AI Accurately Predicts Political Leanings from Expressionless Faces: Stanford Research Published in Top Journal

Facial recognition AI predicting political stance sparks privacy controversy.

AI facial recognition technology can now identify a person's political leanings from an expressionless face with surprising accuracy. A Stanford University study found that AI can precisely identify political orientation even from a seemingly expressionless face.

This study has been published in the journal American Psychologist. The research raises serious privacy concerns, especially regarding facial recognition without individual consent. The paper's author, Michal Kosinski, stated that his upbringing behind the Iron Curtain made him acutely aware of the risks of surveillance.

The research team recruited 591 participants and controlled the photography environment to ensure consistency of the photos. They used facial recognition algorithms to process the photos, extract facial feature descriptors, and use them to predict political orientation. The results showed that the algorithm could predict political orientation with a correlation coefficient of 0.22.

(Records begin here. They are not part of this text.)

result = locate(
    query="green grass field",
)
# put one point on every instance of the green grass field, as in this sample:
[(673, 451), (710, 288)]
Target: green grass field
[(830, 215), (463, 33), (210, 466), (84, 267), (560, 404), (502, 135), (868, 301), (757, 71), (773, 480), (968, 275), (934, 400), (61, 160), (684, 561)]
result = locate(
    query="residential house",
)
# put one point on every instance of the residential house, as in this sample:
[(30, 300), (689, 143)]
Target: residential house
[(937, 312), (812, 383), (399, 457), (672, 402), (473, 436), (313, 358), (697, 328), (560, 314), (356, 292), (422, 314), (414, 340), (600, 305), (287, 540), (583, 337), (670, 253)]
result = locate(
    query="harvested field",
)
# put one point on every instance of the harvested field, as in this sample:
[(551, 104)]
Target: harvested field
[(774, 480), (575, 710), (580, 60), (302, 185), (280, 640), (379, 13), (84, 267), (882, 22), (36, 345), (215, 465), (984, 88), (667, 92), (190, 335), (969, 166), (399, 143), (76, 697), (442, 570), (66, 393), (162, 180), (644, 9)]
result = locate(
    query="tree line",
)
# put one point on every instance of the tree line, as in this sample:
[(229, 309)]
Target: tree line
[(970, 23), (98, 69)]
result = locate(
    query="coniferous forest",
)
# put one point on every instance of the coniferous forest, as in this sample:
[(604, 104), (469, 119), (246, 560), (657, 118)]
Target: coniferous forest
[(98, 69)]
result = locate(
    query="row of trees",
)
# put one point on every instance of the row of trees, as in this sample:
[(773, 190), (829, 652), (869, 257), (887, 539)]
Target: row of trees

The study also found that 1,026 human raters could predict political orientation from neutral facial images with a correlation coefficient of 0.21, comparable to the algorithm's performance.

In another study, researchers had the model identify 3,401 photos of politicians from the US, UK, and Canada. The results indicated that facial recognition models could predict political orientation from politicians' images with a median accuracy correlation coefficient of 0.13.

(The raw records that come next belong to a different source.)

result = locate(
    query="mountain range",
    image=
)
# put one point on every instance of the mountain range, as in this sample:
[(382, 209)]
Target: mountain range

A Nature study as early as 2021 pointed out that facial recognition technology could correctly predict a person's political orientation 72% of the time. Another study in 2023 showed that deep learning algorithms could predict political leanings from facial recognition with an accuracy of up to 61%.

However, some netizens believe that AI systems claiming to read people's emotions or other characteristics from facial expressions lack scientific basis. Research in this field remains controversial and requires more rigorous scientific validation.